With regard to population attributable costs, two studies showed similar findings. In the CoDIM study, Köster et al. [22] used 2009 SHI data and estimated that diabetes patients incurred at least €21 billion more additional costs than people without diabetes. Jacobs et al. [14] estimated the costs solely related to type 2 diabetes in 2010 at €16.1 billion, which is slightly lower. For comparison, our analysis showed that in Germany in 2010, SHI expenses amounted to ~€160 billion. On average, 3.8% and 10.2% thereof are attributable to the medical care of type 1 and type 2 diabetes, respectively, which corresponds to about €6 and €16 billion. Our estimate is in line with the findings of Jacobs et al. [14] and only slightly exceeds the estimate provided by Köster et al. [22] (€22 billion vs. €21 billion). On the basis of these findings, we are confident that our results seem plausible.

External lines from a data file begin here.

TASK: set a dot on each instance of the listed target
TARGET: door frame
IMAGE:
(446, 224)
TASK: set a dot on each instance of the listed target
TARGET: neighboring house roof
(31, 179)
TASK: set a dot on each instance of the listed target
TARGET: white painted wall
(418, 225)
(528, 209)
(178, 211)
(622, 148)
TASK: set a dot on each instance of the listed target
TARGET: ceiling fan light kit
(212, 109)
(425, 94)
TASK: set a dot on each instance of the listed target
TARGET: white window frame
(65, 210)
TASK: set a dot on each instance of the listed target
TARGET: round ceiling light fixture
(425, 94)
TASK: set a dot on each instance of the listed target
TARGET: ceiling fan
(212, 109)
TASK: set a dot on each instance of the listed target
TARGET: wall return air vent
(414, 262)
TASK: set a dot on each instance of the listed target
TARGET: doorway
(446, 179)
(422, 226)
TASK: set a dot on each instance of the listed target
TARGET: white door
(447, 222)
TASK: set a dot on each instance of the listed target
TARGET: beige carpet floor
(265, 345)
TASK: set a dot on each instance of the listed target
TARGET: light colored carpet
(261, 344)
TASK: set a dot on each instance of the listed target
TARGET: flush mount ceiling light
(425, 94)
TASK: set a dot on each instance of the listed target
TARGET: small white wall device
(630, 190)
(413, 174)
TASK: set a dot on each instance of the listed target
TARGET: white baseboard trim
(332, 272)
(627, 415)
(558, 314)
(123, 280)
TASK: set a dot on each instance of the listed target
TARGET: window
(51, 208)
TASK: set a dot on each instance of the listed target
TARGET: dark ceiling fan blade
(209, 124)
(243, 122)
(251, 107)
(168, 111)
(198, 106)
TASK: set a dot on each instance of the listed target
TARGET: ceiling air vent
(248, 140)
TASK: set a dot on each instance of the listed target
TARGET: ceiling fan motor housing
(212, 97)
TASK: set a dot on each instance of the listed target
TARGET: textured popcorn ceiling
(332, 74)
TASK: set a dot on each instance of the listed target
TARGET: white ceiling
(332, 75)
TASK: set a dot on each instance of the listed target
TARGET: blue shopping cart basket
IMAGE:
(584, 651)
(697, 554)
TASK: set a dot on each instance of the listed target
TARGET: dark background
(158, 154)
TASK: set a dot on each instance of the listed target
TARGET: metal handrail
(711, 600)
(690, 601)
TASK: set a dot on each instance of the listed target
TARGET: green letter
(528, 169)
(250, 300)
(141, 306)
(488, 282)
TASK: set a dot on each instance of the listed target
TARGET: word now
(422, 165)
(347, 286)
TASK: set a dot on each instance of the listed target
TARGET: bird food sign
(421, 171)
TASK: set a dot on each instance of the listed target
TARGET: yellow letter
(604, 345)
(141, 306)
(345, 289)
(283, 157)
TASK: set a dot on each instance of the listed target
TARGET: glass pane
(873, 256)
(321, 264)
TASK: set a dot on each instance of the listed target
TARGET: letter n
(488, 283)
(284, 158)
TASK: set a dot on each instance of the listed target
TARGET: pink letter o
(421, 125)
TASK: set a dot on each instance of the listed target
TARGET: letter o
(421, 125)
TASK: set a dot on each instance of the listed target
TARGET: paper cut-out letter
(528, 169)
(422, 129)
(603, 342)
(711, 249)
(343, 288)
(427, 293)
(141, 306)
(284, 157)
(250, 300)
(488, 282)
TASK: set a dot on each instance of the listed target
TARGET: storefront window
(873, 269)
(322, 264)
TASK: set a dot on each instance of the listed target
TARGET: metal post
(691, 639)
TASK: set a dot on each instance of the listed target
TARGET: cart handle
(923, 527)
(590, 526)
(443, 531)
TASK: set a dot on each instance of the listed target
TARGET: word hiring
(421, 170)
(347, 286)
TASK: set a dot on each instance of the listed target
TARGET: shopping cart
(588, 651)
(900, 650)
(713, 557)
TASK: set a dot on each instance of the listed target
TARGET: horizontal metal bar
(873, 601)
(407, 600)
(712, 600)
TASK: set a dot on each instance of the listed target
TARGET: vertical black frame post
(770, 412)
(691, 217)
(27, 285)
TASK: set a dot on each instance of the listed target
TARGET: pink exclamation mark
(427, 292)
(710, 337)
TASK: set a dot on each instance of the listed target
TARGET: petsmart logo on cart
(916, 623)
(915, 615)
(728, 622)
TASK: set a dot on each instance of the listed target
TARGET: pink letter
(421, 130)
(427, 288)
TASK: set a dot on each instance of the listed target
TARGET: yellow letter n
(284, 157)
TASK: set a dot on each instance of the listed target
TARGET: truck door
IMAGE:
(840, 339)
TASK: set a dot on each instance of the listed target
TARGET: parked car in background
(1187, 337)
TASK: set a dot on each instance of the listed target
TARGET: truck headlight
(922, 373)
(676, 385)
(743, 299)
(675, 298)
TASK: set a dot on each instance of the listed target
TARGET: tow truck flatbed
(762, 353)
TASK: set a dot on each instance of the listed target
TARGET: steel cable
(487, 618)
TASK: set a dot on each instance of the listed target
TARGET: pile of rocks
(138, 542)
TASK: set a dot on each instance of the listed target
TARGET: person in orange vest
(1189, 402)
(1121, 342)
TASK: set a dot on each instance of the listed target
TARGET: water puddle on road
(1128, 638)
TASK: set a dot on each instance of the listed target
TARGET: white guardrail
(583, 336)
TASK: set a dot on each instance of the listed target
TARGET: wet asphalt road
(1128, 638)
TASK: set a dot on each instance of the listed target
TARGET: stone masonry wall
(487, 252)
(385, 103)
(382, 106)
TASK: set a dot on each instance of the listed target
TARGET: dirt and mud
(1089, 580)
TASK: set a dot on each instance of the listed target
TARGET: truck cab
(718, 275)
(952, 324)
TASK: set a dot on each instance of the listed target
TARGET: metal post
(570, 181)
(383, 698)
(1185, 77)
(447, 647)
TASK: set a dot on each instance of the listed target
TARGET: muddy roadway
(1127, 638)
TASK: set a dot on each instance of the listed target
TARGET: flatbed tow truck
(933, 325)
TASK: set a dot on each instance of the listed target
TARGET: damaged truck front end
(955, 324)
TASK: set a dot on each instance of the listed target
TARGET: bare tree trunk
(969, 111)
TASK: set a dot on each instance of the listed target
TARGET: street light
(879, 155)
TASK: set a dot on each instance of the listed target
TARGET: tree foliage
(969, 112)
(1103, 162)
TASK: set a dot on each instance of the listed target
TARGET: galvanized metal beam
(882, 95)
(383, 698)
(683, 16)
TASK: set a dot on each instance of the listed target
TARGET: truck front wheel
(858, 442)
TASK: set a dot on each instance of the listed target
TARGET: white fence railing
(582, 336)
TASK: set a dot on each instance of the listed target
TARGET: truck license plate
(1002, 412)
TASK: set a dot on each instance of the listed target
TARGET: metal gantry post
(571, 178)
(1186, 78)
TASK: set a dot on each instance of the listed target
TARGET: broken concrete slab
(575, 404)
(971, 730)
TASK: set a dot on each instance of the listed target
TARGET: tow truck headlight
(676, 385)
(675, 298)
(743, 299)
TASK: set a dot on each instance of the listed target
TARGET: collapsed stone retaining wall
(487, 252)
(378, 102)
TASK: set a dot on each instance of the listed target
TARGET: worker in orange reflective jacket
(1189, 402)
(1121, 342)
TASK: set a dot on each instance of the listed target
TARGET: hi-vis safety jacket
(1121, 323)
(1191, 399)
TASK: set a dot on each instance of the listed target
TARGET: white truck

For Germany, only two forecasts of diabetes-related costs are available [7]. One reports total annual costs of $30–56 billion in 2030 for type 1 and 2 of diabetes [25]. Due to lacking country-specific input data, an imbalanced ratio of individuals with versus without diabetes, the assumption of constant prevalence over time and the use of oversimplified methods, results may be overestimated. Using a time-discrete Markov model with locally limited data from the KORA (Cooperative Health Research in the Region of Augsburg) survey, Waldeyer et al. [7] projected total annual excess costs attributable to type 2 diabetes of €14,93 to €29.01 billion in 2040, with a baseline scenario yielding about €21 billion. These findings are comparable to our baseline scenario, projecting excess costs of almost €22 billion for type 2 diabetes in 2040.

Implications

We found that the incidence and cost growth rate majorly drive future healthcare costs. This highlights the importance of population-based prevention and the need for supporting investments and cost policies, for instance in health infrastructure, new medications and technologies such as e-health for increased cost-efficiency.

In Germany, type 2 diabetes accounts for about 95% of all diabetes mellitus cases and in contrast to type 1 diabetes, can be prevented at little expense in the everyday life through cost effective and structured interventions [29]. To reduce the projected diabetes epidemic and its associated costs, the government, healthcare providers and institutions should put efforts to raise awareness and to intervene to prevent the onset of type 2 diabetes. This can be achieved through changing behaviour, norms and structures in order to support healthy living. Although these recommendations include upfront costs to the German government and healthcare system, we feel these investments are necessary.

Conclusion

In summary, type 1 and 2 diabetes pose a notable economic burden to the individuals suffering from the disease, as well as to the German healthcare system, its economy and with that, the whole German population. Projected healthcare costs are highly sensitive to variation in cost growth and the incidence. Our analysis shows that by 2040, diabetes-related costs will probably increase substantially. Economic growth in Germany and subsequent increases in SHI budgets may compensate part of the increase. However, this would require promising developments in the German economy and well-planned financing by the government. To enable this, better and more timely epidemiological and economic diabetes-related data are needed in order to improve forecasting, to advance efforts at public awareness, and to support effective management and coordinated action for preventing and preparing for this development.